When “STR0” is waiting for its acknowledgement, “OP0” and “OP1” has its order: 1 and “OP2” has its order 3. If the data memory releases one successful message, the order of every element of “rfbuf” decreases 1 until it reaches 0. If the successful message of “STR0” comes, “OP0” and “OP1” has a new order–0, which means they have an authority to write to the register file and “OP2” has a new order–2. Then that “STR1” retires will make the order of “OP2” become 1. Until the nearest leading LSU instruction “LDR0” retires, “OP2” will have an order 0 to gain the authority to go into the register file.

However, if any of LSU instructions brings an exception, it has to apply a new policy to “rfbuf” that if the order is zero, keep it; if the order is not zero, clean it.

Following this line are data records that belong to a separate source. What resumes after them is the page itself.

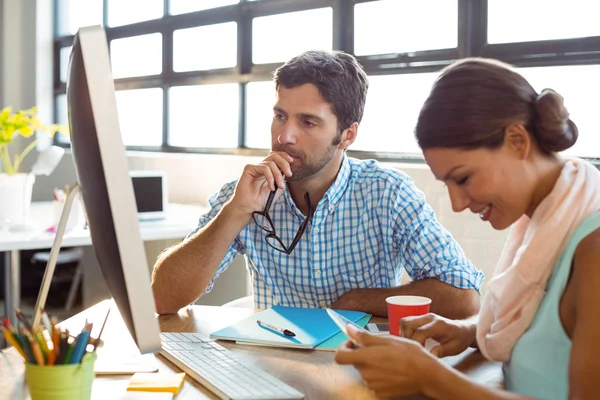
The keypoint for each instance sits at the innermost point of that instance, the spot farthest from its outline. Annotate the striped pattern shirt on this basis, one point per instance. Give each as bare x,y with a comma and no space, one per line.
371,225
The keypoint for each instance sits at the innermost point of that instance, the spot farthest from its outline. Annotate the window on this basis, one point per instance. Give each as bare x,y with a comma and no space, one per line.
523,21
123,12
414,25
73,14
140,116
260,101
191,47
186,6
200,71
136,56
279,37
204,116
389,121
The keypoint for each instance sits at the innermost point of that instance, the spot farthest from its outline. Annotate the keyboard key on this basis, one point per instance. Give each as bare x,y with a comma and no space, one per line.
209,362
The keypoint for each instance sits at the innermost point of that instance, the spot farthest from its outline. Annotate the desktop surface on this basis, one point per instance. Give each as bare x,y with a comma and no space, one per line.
312,372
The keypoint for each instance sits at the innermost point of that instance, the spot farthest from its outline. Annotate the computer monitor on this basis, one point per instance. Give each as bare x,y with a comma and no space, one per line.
106,187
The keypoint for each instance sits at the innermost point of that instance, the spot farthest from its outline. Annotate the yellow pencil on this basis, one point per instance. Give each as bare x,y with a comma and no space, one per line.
14,342
35,347
39,336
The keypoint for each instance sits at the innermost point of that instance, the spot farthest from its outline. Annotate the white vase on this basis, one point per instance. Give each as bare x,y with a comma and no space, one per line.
15,198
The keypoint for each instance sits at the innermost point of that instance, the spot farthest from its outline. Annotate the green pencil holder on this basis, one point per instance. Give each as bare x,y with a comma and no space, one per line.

There is an interesting scenario to be present when the following instruction “JMP0” is executed. The instruction “JMP0” will assign PC to a new target address and the target instructions will arrive to the pipeline. If “STR0” is still waiting its response, the target instructions will join the two buffers separately. Each of the two buffer is mixed with new and old instructions. If every elements of the LSU buffer “mmbuf” leaves smoothly, the two buffers will maintain a good order to push newcomers and pop leavers.

Since there is only one interface to the data memory, the “mmbuf” will pop one element if the data memory gives one successful response. In most of data bus protocols, the request of the successor and the acknowledgement of the leaver could be overlapped in the same cycle. The “rfbuf” buffer could pop multiple elements of the zero order.

The two buffers added are very helpful to accommodate instructions. When the pipeline is stuck by LSU instructions, it could be taken advantage of by issuing the following ones to these two buffers. The next section will discuss how to output more instructions from the 2nd stage.